This article appears in our 2017 Fall issue, Facts. Subscribe today!
In one of her ’90s-era fanzines, Kathleen Hanna stated that we should all be as vulnerable as possible, suggesting that vulnerability is an asset. The Seattle-based quartet Chastity Belt seem to follow this advice on their third album, I Used to Spend So Much Time Alone. While the band is known for its witty, funny feminist anthems, this album is profoundly sad and seems haunted by a feeling of loss or deprivation, its soothing melodies and melancholy riffs exploring the different ways life betrays us as we age. Throughout the album, vocalist/guitarist Julia Shapiro voices the heartbreaking disappointments of adulthood, including the millennial generation’s realization that there is no job security in our near future. (“I wanna do something cool and I wanna get paid/ And wake up feeling great every day, is that too much to ask?” she sings on “Something Else.”)
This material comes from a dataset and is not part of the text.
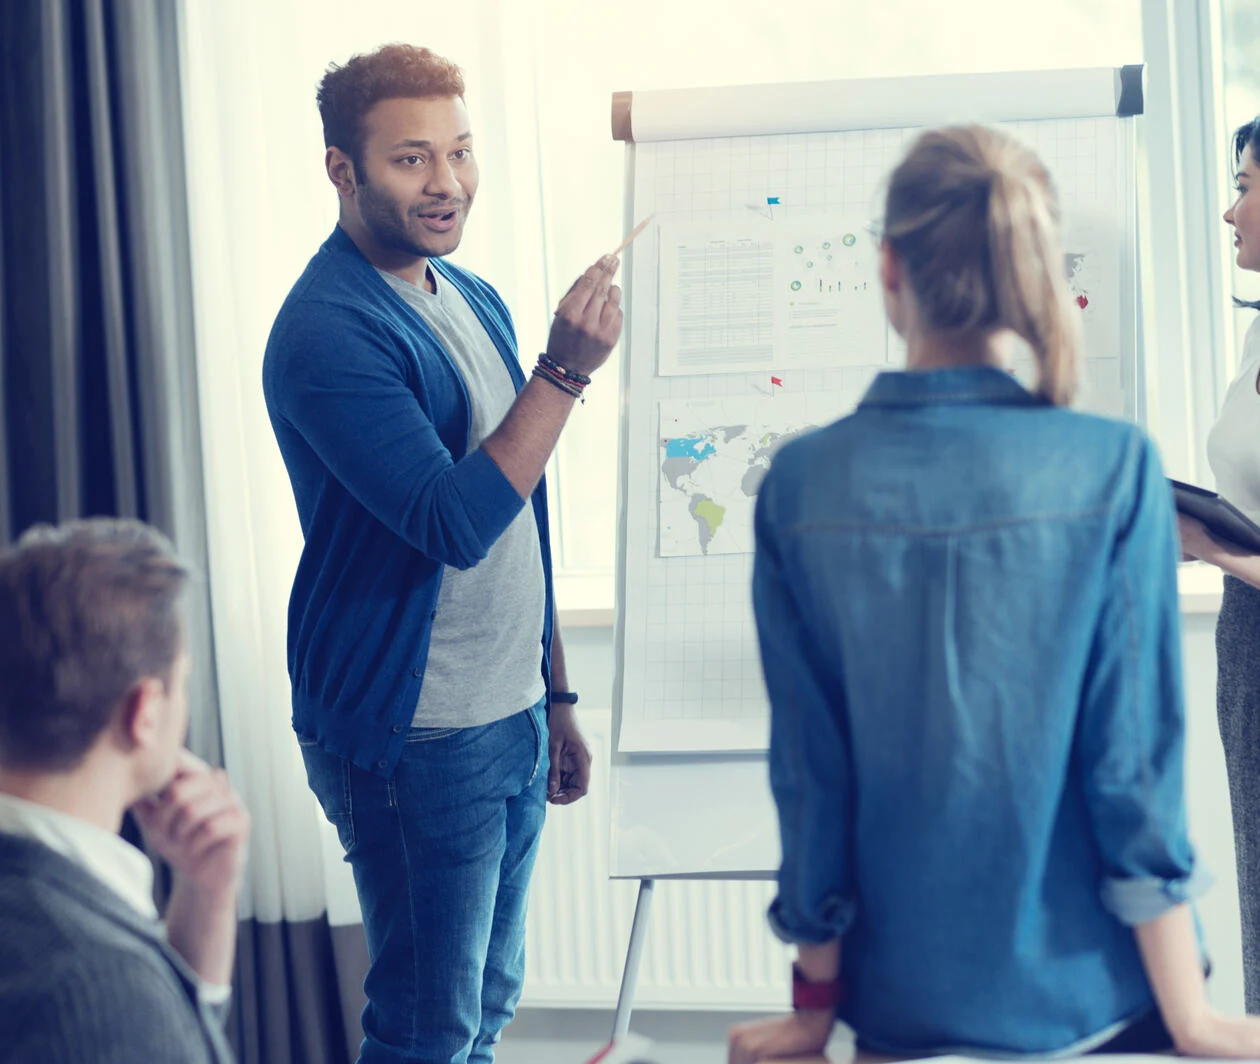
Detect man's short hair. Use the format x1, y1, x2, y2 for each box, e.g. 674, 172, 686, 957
0, 519, 189, 771
316, 43, 465, 181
The album has an undertow of yearning for connection and overcoming the fear of self-exposure, something most people experience as they age. Its title track bravely explains: “I’d ask you to stay/ But my pride is too strong/ I would rather be alone than ask for what I want.” This is a bold move on the band’s part, and a daring change of material. Up until recently it seemed that Chastity Belt was determined not to be taken too seriously. The foursome’s first album, No Regrets, included playful lyrics such as “I’m a giant vagina” and “I’m so drunk/ I just want some chips and dip/ Chips and dip/ Nip slip.” The silliness and humor helped effectively convey a feminist message; on “Cool Slut,” for instance, the band reclaimed the once shameful term and applauded girls who act on their sexual desires.
I Used to Spend So Much Time Alone is more mellow, with dream-pop and shoegaze influences that evoke the bittersweetness of childhood memories, most notably on “Stuck.” Shapiro’s singing remains clear and poignant over masterful riffs and steady yet creative drumming. The album holds the strange comfort of identifying with the battles of still growing up while growing old, followed by a certain type of pain—the kind you feel in the pit of your stomach when you finally realize something terrible that you somehow knew all along. Adulthood can’t change things for you; you have to change them for yourself.